Mental Health Services for Men

Registration: Contact: Carol Huber, Registered Psychologist, at cahuber@menandfamilies.org or Dan McKinnon, Registered Psychologist, at dmckinnon@menandfamilies.org

Description:

We offer three men’s mental health programs

  1. One-on-one therapy and counselling, provided by registered psychologists, social workers or supervised practicum students.
    We offer pay what you can afford confidential individual, couple or family therapy for a wide variety of mental health issues including depression, anxiety, relationship problems, separation/divorce, social isolation, employment, low self-esteem
    The following programs are provided free of charge.
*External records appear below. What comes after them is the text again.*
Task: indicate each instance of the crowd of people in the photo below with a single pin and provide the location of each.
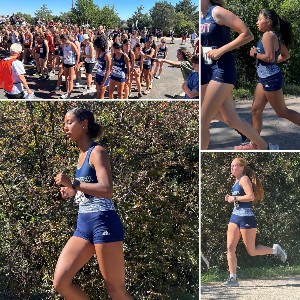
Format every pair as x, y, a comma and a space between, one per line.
113, 61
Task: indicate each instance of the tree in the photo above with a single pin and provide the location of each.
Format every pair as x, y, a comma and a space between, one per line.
27, 17
85, 12
108, 17
163, 15
182, 23
187, 17
44, 13
141, 19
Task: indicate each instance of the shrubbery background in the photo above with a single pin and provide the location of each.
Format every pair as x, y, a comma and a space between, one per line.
277, 216
154, 156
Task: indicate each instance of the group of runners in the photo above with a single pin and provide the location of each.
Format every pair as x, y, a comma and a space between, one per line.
119, 60
218, 73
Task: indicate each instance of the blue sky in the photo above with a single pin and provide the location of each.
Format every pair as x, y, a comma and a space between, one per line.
124, 8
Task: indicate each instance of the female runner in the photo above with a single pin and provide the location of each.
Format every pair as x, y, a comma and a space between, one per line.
218, 74
247, 189
270, 50
99, 229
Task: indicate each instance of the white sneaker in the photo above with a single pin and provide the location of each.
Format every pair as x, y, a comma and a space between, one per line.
280, 252
230, 282
64, 96
273, 147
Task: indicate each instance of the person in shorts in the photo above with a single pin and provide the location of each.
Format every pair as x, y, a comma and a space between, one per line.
271, 49
99, 228
246, 190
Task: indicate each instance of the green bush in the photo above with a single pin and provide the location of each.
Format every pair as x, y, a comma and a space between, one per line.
154, 156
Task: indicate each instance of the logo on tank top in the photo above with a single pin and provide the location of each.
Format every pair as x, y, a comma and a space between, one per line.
205, 27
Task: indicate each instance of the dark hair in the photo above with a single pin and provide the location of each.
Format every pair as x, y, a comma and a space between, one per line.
187, 56
117, 45
82, 114
64, 37
137, 45
101, 43
217, 2
285, 28
195, 59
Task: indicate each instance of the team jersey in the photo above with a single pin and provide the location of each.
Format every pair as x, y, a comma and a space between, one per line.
119, 66
265, 69
213, 35
241, 208
89, 203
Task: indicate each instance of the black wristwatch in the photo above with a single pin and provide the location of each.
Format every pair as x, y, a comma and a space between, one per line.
75, 184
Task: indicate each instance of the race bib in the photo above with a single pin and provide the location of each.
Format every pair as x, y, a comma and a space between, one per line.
117, 71
205, 51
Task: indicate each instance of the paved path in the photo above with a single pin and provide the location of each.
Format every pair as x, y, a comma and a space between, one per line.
275, 130
165, 88
286, 288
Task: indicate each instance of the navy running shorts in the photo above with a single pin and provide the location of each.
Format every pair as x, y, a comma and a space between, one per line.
99, 80
100, 227
243, 222
118, 79
272, 83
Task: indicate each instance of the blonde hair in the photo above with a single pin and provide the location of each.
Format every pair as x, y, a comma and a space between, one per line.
15, 48
256, 183
218, 2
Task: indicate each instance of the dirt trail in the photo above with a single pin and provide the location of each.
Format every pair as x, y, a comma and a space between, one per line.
284, 288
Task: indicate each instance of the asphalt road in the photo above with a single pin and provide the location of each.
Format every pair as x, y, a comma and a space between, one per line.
284, 288
275, 129
165, 88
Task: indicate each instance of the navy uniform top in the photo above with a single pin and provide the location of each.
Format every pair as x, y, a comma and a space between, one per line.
241, 208
215, 35
119, 66
265, 69
89, 203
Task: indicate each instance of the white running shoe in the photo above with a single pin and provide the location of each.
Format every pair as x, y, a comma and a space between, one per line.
280, 252
273, 147
230, 282
64, 96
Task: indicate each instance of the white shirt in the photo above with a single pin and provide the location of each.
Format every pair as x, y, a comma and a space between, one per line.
17, 68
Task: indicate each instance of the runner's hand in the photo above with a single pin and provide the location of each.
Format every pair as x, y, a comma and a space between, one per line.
63, 179
67, 192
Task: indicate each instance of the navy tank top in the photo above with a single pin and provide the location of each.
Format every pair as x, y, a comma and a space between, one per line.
241, 208
88, 203
101, 65
265, 69
215, 36
119, 65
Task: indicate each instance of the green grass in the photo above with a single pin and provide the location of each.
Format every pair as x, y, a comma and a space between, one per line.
246, 92
252, 273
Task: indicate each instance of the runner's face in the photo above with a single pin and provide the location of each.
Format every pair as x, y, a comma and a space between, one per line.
263, 24
236, 169
73, 128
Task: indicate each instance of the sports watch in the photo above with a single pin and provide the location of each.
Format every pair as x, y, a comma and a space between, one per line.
75, 184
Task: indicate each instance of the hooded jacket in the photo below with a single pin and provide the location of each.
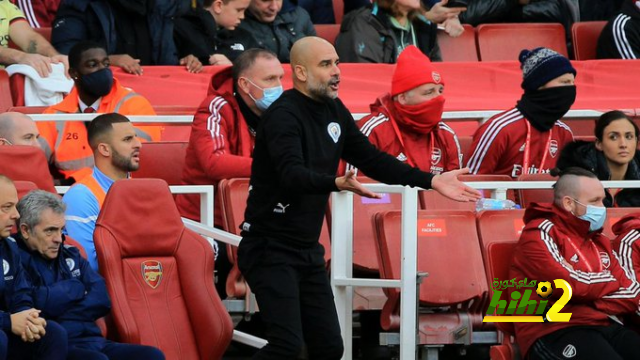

We aim to ensure income level is not a barrier to participation in any of our programs.
  2. Men’s peer support group, providing boys and men with a safe space to open up and talk about their struggles and to assist men in developing the capabilities to better manage and live through their times of hardship. The Canadian Centre for Men and Families Peer Support group is a safe space for fathers, boys and men of all ages to discuss whatever difficulties or hardships they are experiencing. Issues might include family break-up, loss of a loved one, employment challenges, or absolutely any other experiences you wish to share. The program will combine emotional support as well as practical information. The program is co-facilitated by a professional and by another man who has been through similar problems. The professional has a psychotherapy, social work or social service background and experience in group support programs. In addition we will be regularly joined by a variety of individuals with particular expertise to share in areas like parenting, family courts, homelessness, mental health and addiction.
  3. Mentorship for at-risk boys and young men. The Canadian Centre for Men and Families provides both one on one mentorship available to all boys and young men, as well as a separate group mentorship circle dedicated to new Canadians, particularly fathers and sons, who are adjusting to life in Canada.